In recent decades, plastics have become an inextricable part of global food value chains, profoundly shaping agricultural practices and food production systems. The omnipresence of plastics—from packaging materials to agricultural films—reflects a complex interplay of technological innovation, industrial strategy, and shifting consumer cultures. A collective scientific assessment drawing from thousands of international studies, alongside European and French data, reveals both the scale and the intricacy underlying plastic use in the agri-food sector, as well as the multifaceted challenges it poses for sustainability, health, and environmental integrity.
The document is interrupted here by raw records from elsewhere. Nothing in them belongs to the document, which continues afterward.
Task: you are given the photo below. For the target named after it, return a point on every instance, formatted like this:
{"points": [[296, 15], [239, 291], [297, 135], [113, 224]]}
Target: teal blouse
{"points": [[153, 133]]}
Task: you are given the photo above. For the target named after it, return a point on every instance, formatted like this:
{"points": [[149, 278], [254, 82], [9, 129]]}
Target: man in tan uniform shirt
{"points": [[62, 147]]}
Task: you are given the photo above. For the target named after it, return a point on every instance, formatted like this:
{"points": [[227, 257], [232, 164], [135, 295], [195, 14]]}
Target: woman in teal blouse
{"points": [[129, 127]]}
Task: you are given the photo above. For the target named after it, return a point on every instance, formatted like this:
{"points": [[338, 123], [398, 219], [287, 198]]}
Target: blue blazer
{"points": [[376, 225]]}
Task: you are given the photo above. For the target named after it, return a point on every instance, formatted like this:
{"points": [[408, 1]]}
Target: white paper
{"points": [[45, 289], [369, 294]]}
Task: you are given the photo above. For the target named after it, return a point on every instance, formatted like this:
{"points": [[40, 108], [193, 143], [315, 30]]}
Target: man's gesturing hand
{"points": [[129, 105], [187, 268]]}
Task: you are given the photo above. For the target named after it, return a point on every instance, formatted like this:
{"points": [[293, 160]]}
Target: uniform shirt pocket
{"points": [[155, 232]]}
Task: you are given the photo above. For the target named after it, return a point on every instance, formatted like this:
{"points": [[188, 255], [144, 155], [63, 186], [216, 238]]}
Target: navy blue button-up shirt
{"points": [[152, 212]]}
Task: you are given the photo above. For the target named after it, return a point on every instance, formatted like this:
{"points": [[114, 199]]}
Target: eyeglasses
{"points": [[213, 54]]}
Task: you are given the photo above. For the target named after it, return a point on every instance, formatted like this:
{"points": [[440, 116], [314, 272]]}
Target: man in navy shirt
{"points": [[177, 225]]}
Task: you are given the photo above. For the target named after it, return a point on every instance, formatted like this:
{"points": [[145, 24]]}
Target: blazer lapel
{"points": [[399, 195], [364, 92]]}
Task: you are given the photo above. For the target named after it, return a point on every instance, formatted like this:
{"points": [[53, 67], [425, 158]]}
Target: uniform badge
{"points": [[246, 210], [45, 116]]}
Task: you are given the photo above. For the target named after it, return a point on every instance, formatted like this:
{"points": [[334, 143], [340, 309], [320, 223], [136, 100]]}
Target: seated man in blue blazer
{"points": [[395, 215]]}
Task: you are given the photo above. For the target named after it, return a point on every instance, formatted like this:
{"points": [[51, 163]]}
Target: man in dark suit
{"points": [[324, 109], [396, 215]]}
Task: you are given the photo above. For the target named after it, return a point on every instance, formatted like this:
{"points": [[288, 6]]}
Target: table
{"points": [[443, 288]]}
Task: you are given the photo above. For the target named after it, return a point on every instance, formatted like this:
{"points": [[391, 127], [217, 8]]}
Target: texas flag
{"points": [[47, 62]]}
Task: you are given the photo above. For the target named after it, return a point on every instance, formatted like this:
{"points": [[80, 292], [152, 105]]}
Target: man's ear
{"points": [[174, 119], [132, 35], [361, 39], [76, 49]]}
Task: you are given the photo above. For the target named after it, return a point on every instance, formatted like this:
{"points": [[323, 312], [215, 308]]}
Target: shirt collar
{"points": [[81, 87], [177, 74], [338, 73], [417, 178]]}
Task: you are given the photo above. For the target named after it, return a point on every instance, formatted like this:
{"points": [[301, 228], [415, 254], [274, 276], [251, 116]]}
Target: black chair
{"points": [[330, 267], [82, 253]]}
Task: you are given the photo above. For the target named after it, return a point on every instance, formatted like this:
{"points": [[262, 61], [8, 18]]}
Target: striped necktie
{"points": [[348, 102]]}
Agriculture and food production currently consume approximately one-fifth of the plastics used in Europe, with food and beverage packaging accounting for more than 90% of this usage. The remaining portion is primarily embedded within agricultural applications, particularly livestock farming, where plastics are employed extensively for purposes such as fodder conservation. Plastics’ role extends beyond mere containment; they function to protect, preserve, facilitate transport, and enable the marketing of food items through innovative package design and labelling. These materials are favored not only because of their lightweight robustness and cost-effectiveness but also because they satisfy regulatory demands along the supply chain. However, this expansion of plastic use is largely driven by corporate strategies and industrial marketing campaigns rather than direct consumer demands.
The proliferation of plastics in food systems traces back to the aftermath of World War II, fueled by the petrochemical industry’s marketing efforts and the demographic changes wrought by urbanization. Plastics contributed decisively to the development of extended distribution networks and greenhouse farming, becoming emblematic of modern consumption and the rise of disposable culture. The convenience and performance offered by plastics have entrenched them deeply within the mechanics of food production and distribution, rendering them indispensable yet highly problematic.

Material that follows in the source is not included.